Partenaires de projet

Le consortium REACT4MED est composé de 10 participants issus de 9 pays méditerranéens. Les objectifs de la proposition exigent une approche inter-méditerranéenne et multidisciplinaire. Le consortium est composé de différents types d’organisations (universités, instituts de recherche, industrie et PME) avec différents niveaux d’expertise et d’intérêts dans la recherche et la pratique de la gestion de l’eau et des terres.

“HMU est le plus grand établissement d’enseignement supérieur de l’île de Crète, en Grèce, réparti sur 6 campus différents, avec plus de 18 000 étudiants et 1 000 membres du personnel. Le compte spécial des fonds de recherche (ELKE-HMU), qui est l’organe responsable de la gestion des activités de recherche, a investi plus de 15 millions d’euros dans les infrastructures au cours des 10 dernières années et a géré un financement de plus de 40 millions d’euros au cours des 5 dernières années.

Le laboratoire de gestion des ressources naturelles et d’ingénierie agricole (NRMAE) du département d’agriculture de l’HMU est dirigé par le professeur T. Manios, vice-recteur de l’HMU. Depuis sa nomination à la tête du laboratoire en 2005, le NRMAE a mis en œuvre plus de 40 projets de recherche avec un financement total de plus de 11,5 millions d’euros, dont 4 Life / Life+, 1 FP7, 1 Horizon, 5 EEA Grants, 4 Interreg, 1 Urban Innovation Actions, 12 Nationales du Secrétariat grec à la recherche et à la technologie (en tant que partenaire), 5 du GSRT en tant que sous-traitant d’une PME, 4 des municipalités et des régions et de nombreuses entreprises privées. Grâce à ces projets, le NRMAE compte plus de 150 publications et plus de 4 000 citations dans le domaine plus large de la science et des applications agricoles. Le NRMAE emploie actuellement 3 post-docs, 4 doctorants, 4 étudiants diplômés et 3 techniciens.”

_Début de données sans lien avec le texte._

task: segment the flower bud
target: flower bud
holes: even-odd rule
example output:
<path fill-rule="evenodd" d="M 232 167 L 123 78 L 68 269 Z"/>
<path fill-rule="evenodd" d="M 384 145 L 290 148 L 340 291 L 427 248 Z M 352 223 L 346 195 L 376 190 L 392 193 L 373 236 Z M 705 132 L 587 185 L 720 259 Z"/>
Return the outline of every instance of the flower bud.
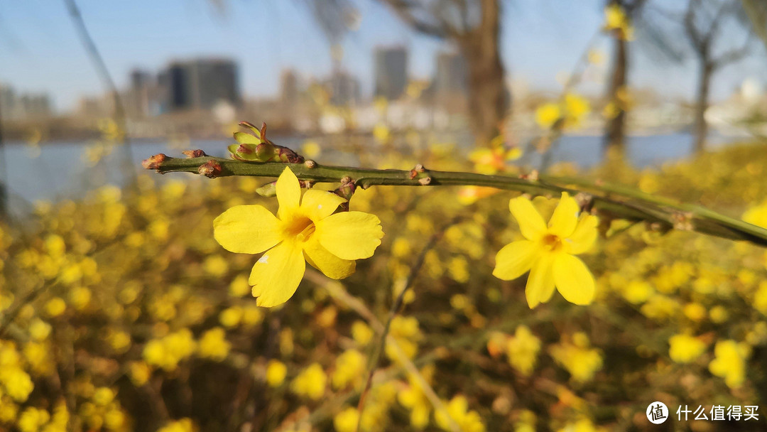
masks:
<path fill-rule="evenodd" d="M 217 177 L 221 174 L 221 165 L 215 160 L 209 160 L 197 168 L 197 173 L 209 179 Z"/>
<path fill-rule="evenodd" d="M 255 193 L 262 196 L 275 196 L 277 195 L 277 182 L 268 183 L 256 189 Z"/>

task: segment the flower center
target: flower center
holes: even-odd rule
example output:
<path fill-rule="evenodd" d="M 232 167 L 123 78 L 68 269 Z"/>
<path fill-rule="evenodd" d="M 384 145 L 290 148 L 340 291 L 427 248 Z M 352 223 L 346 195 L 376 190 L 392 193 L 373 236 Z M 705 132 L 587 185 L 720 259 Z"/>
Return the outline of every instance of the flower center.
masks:
<path fill-rule="evenodd" d="M 551 252 L 557 252 L 561 250 L 564 245 L 562 245 L 562 239 L 559 238 L 559 236 L 555 236 L 554 234 L 546 234 L 543 236 L 543 247 Z"/>
<path fill-rule="evenodd" d="M 305 242 L 314 233 L 314 223 L 303 215 L 294 215 L 285 221 L 283 230 L 286 237 L 294 237 L 299 242 Z"/>

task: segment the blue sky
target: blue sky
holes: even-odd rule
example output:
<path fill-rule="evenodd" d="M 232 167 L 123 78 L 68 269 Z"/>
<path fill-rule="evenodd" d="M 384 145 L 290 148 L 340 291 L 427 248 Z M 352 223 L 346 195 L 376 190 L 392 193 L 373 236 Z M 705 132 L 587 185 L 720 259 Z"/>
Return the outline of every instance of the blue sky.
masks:
<path fill-rule="evenodd" d="M 216 55 L 239 62 L 247 95 L 268 96 L 276 94 L 284 68 L 319 77 L 330 72 L 328 43 L 305 1 L 225 0 L 224 13 L 209 0 L 79 0 L 78 5 L 118 85 L 125 84 L 133 68 L 156 71 L 172 59 Z M 343 42 L 344 66 L 360 78 L 364 91 L 371 87 L 377 45 L 407 46 L 411 75 L 433 74 L 435 54 L 444 48 L 441 42 L 413 34 L 374 0 L 356 1 L 362 21 Z M 535 89 L 556 91 L 557 74 L 572 68 L 601 25 L 601 3 L 507 2 L 502 54 L 510 76 Z M 602 38 L 602 48 L 608 41 Z M 746 77 L 765 75 L 762 51 L 723 69 L 715 97 L 729 94 Z M 691 64 L 672 66 L 641 54 L 631 78 L 636 86 L 671 97 L 689 98 L 695 86 Z M 59 110 L 72 107 L 81 95 L 103 91 L 64 2 L 54 0 L 0 2 L 0 82 L 20 91 L 49 92 Z"/>

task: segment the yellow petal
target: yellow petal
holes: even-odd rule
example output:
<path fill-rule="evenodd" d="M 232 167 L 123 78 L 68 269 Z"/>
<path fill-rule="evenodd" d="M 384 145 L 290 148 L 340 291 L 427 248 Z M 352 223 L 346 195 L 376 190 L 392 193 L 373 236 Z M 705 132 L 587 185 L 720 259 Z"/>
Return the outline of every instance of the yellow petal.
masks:
<path fill-rule="evenodd" d="M 519 224 L 519 231 L 528 240 L 538 240 L 546 232 L 546 223 L 530 200 L 517 196 L 509 201 L 509 209 Z"/>
<path fill-rule="evenodd" d="M 565 300 L 576 305 L 588 305 L 594 299 L 594 276 L 577 256 L 557 254 L 554 260 L 554 282 Z"/>
<path fill-rule="evenodd" d="M 301 200 L 301 209 L 311 220 L 320 220 L 333 214 L 343 203 L 346 200 L 332 192 L 310 189 Z"/>
<path fill-rule="evenodd" d="M 295 242 L 282 242 L 266 251 L 253 265 L 248 282 L 253 285 L 255 304 L 271 308 L 293 296 L 304 277 L 306 264 Z"/>
<path fill-rule="evenodd" d="M 280 242 L 278 223 L 262 206 L 235 206 L 213 219 L 213 237 L 228 251 L 260 253 Z"/>
<path fill-rule="evenodd" d="M 578 214 L 580 211 L 581 207 L 575 200 L 567 192 L 563 192 L 551 219 L 548 220 L 548 232 L 561 239 L 569 237 L 578 224 Z"/>
<path fill-rule="evenodd" d="M 381 244 L 384 231 L 375 215 L 363 212 L 343 212 L 314 223 L 317 239 L 328 252 L 341 259 L 360 259 L 373 256 Z"/>
<path fill-rule="evenodd" d="M 312 236 L 309 241 L 304 243 L 304 257 L 312 267 L 333 279 L 348 277 L 354 272 L 357 267 L 356 262 L 341 259 L 328 252 L 317 241 L 316 236 Z"/>
<path fill-rule="evenodd" d="M 570 253 L 578 255 L 591 249 L 597 239 L 598 225 L 599 218 L 597 216 L 587 213 L 581 214 L 575 230 L 565 240 L 570 244 Z"/>
<path fill-rule="evenodd" d="M 538 248 L 535 242 L 519 240 L 503 246 L 495 256 L 492 275 L 509 281 L 525 274 L 532 267 Z"/>
<path fill-rule="evenodd" d="M 553 253 L 541 254 L 530 269 L 525 296 L 531 309 L 539 303 L 548 302 L 554 293 L 554 274 L 551 267 L 555 256 Z"/>
<path fill-rule="evenodd" d="M 298 207 L 298 202 L 301 201 L 301 185 L 298 183 L 298 177 L 295 176 L 290 168 L 285 167 L 280 177 L 277 179 L 275 186 L 277 202 L 280 203 L 277 216 L 283 219 L 284 215 Z"/>

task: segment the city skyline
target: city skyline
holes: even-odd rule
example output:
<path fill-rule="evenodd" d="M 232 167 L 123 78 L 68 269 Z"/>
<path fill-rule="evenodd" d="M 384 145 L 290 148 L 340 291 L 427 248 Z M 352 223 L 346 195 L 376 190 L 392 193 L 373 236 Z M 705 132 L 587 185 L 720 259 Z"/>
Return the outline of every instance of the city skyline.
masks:
<path fill-rule="evenodd" d="M 265 13 L 276 17 L 262 25 L 259 24 L 262 27 L 259 31 L 244 24 L 248 22 L 252 10 L 235 2 L 228 3 L 230 10 L 225 16 L 217 15 L 209 8 L 209 3 L 202 1 L 183 5 L 170 2 L 148 17 L 144 17 L 142 11 L 150 6 L 150 2 L 143 1 L 137 2 L 136 7 L 130 10 L 91 1 L 83 1 L 81 8 L 120 87 L 127 86 L 128 73 L 133 68 L 156 70 L 172 58 L 199 57 L 206 53 L 232 58 L 240 64 L 243 94 L 248 97 L 275 96 L 280 73 L 285 68 L 295 69 L 301 74 L 308 71 L 314 77 L 331 76 L 333 66 L 328 44 L 309 11 L 290 2 L 258 3 Z M 414 35 L 380 5 L 367 2 L 357 3 L 365 22 L 359 31 L 343 41 L 345 56 L 341 64 L 346 71 L 360 79 L 362 94 L 373 92 L 373 53 L 379 45 L 400 45 L 407 48 L 410 53 L 410 78 L 434 76 L 433 58 L 445 49 L 444 45 Z M 598 2 L 593 3 L 588 6 L 563 2 L 561 7 L 547 11 L 553 14 L 545 18 L 543 14 L 520 8 L 515 10 L 512 16 L 507 10 L 504 21 L 515 23 L 505 27 L 502 36 L 502 54 L 509 80 L 526 81 L 533 90 L 556 91 L 560 88 L 558 74 L 571 69 L 587 45 L 588 35 L 599 27 L 602 20 Z M 89 64 L 84 61 L 82 48 L 71 23 L 58 11 L 59 5 L 42 6 L 40 0 L 0 6 L 2 22 L 14 24 L 5 25 L 0 33 L 0 56 L 15 59 L 0 71 L 0 81 L 21 92 L 49 93 L 54 110 L 61 112 L 73 108 L 81 96 L 97 95 L 104 89 Z M 158 14 L 162 16 L 158 17 Z M 561 28 L 558 22 L 568 15 L 581 19 L 576 20 L 575 28 Z M 142 21 L 138 21 L 139 17 Z M 28 29 L 15 24 L 30 21 L 35 25 L 27 26 Z M 41 26 L 45 27 L 44 31 L 40 31 Z M 287 28 L 281 34 L 290 36 L 278 37 L 269 30 L 278 27 Z M 586 28 L 590 30 L 586 31 Z M 148 36 L 150 33 L 151 37 Z M 56 46 L 51 45 L 54 40 L 57 41 Z M 555 44 L 554 41 L 563 41 Z M 607 41 L 603 42 L 601 48 L 607 48 Z M 763 55 L 761 51 L 757 52 L 759 58 L 749 59 L 720 74 L 714 83 L 715 98 L 726 97 L 746 77 L 763 75 Z M 691 97 L 695 85 L 691 65 L 655 64 L 659 62 L 644 57 L 643 54 L 637 59 L 633 85 L 641 88 L 648 83 L 659 82 L 663 87 L 660 91 L 666 94 Z M 73 68 L 73 64 L 77 67 Z M 600 85 L 584 89 L 586 93 L 601 91 Z"/>

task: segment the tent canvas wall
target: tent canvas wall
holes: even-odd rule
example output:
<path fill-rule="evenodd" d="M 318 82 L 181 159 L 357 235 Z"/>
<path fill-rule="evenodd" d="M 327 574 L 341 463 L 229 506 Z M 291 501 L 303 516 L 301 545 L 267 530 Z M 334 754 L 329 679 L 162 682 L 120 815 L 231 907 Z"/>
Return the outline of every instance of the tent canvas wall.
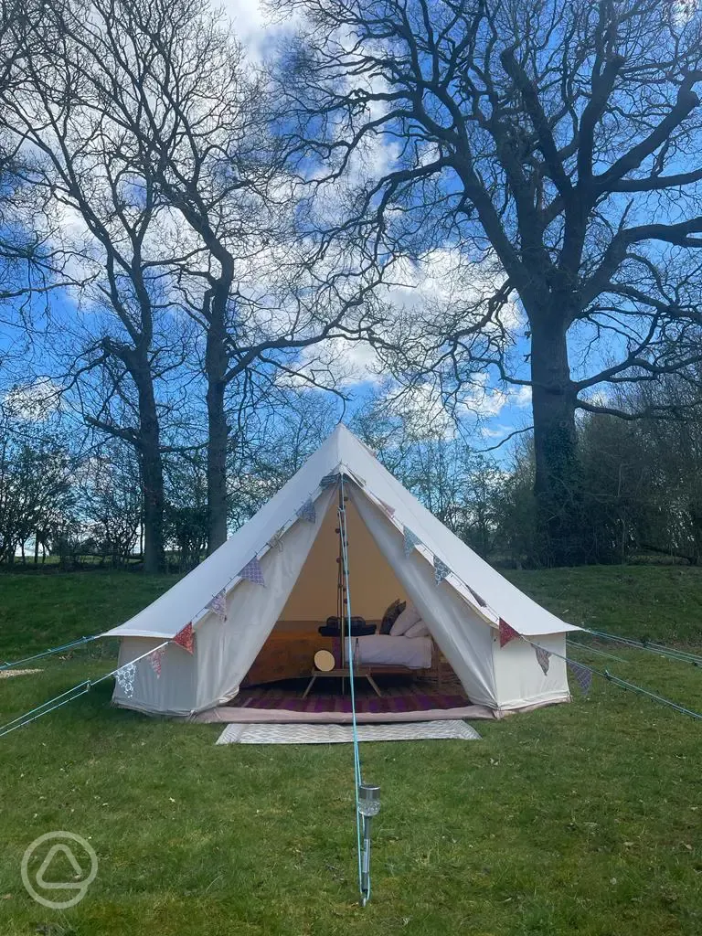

SoftWater est une start-up spécialisée dans les TIC, fondée fin 2017 par deux chercheurs du groupe de gestion des ressources naturelles de l’université Politecnico di Milano. SoftWater vise à apporter des outils et des méthodologies académiques innovants vers le marché, avec un accent spécifique sur les institutions et les agences environnementales. Elle vise à développer des solutions intégrées pour soutenir les politiques environnementales et favoriser une gestion intelligente et durable de l’eau et des ressources naturelles. Son expertise comprend la conception et la gestion de bases de données, l’analyse et le traitement de données, la cartographie et le développement de SIG, l’identification de modèles, la résolution optimale de problèmes à l’aide d’algorithmes stochastiques et génétiques.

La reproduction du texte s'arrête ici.